White cast iron can also be made by using a high percentage of chromium in the iron; Cr is a strong carbide-forming element, so at high enough percentages of chrome, the precipitation of graphite out of the iron is suppressed. High-chrome white iron alloys allow massive castings (for example, a 10-tonne impeller) to be sand cast, i.e., a high cooling rate is not required, as well as providing impressive abrasion resistance.

Malleable iron starts as a white iron casting, that is then heat treated at about 900 °C. Graphite separates out much more slowly in this case, so that surface tension has time to form it into spheroidal particles rather than flakes. Due to their lower aspect ratio, spheroids are relatively short and far from one another, and have a lower cross section vis-a-vis a propagating crack or phonon.

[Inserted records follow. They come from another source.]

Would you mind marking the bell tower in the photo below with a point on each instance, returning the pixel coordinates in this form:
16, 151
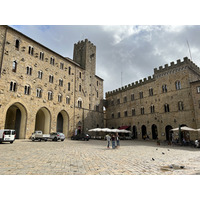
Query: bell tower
85, 55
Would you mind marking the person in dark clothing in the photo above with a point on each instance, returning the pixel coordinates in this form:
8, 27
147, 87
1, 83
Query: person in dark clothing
113, 141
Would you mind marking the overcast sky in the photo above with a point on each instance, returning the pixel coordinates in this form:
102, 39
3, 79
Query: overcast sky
125, 54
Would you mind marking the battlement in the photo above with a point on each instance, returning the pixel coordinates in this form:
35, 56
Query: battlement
131, 86
178, 63
185, 63
83, 42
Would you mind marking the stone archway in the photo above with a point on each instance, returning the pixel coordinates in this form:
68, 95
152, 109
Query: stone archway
42, 121
16, 117
63, 122
144, 131
168, 133
154, 132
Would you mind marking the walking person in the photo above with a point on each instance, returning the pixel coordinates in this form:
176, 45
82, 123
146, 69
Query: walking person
113, 141
108, 140
117, 140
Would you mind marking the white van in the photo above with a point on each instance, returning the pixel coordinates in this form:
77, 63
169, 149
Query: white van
7, 135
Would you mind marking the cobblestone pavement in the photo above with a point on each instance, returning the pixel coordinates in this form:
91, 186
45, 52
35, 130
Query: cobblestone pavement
93, 158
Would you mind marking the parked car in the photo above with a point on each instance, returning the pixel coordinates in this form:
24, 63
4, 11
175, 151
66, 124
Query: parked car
82, 136
55, 136
38, 135
7, 135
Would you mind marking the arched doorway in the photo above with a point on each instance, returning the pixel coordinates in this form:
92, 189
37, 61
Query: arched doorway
134, 132
63, 122
16, 117
154, 132
168, 132
42, 121
144, 131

They also have blunt boundaries, as opposed to flakes, which alleviates the stress concentration problems faced by grey cast iron. In general, the properties of malleable cast iron are more like mild steel. There is a limit to how large a part can be cast in malleable iron, since it is made from white cast iron.

A more recent development is nodular or ductile cast iron. Tiny amounts of magnesium or cerium added to these alloys slow down the growth of graphite precipitates by bonding to the edges of the graphite planes. Along with careful control of other elements and timing, this allows the carbon to separate as spheroidal particles as the material solidifies. The properties are similar to malleable iron but parts can be cast with larger sections.

Cast iron is melted in furnaces usually in half ton measures[citation needed]. The metal melted usually consists of discs and drums[citation needed] and its properties are changed by adding an inoculant. This alters the characteristics of the metal to various grades and between grey and SG iron.